New research from scholars at Columbia Business School and the University of Pittsburgh questions the sustainability of Twitter, the social network that has more than 500 million registered users.
Columbia Business School Professor Olivier Toubia has a thought-provoking, 140-character-limit comment about the research he co-authored with University of Pittsburgh's Assistant Professor Andrew T. Stephen.
"Get ready for a TV-like Twitter," said Toubia.
The research examined the motivations behind why everyday people, with no financial incentive, contribute to Twitter.
The study examined roughly 2500 non-commercial Twitter users. In a field experiment, Toubia and Stephens randomly selected some of those users and, through the use of other synthetic accounts, increased the selected group's followers. At first, Toubia and Stephen noticed that as the selected group's followers increased, so did the posting rate. However, when that group reached a level of stature -- a moderately large amount of followers -- the posting rate declined significantly.

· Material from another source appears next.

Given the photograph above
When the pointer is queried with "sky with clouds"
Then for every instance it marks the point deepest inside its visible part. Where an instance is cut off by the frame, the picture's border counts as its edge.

"Users began to realize it was harder to continue to attract more followers with their current strategy, so they slowed down," Toubia added. "When posting activity no longer leads to additional followers, people will view Twitter as a non-evolving, static structure, like TV."
Based on the analyses, Toubia and Stephen predict Twitter posts by everyday people will slow down, yet celebrities and commercial users will continue to post for financial gain.
"Twitter will become less of a communications vehicle and more of a content-delivery vehicle, much like TV. Peer-to-peer contact is likely to evolve to the next great thing, but with 500 million followers, Twitter isn't just going to disappear. It's just going to become a new way to follow celebrities, corporations, and the like," said Toubia.
The research was recently published in the journal Marketing Science.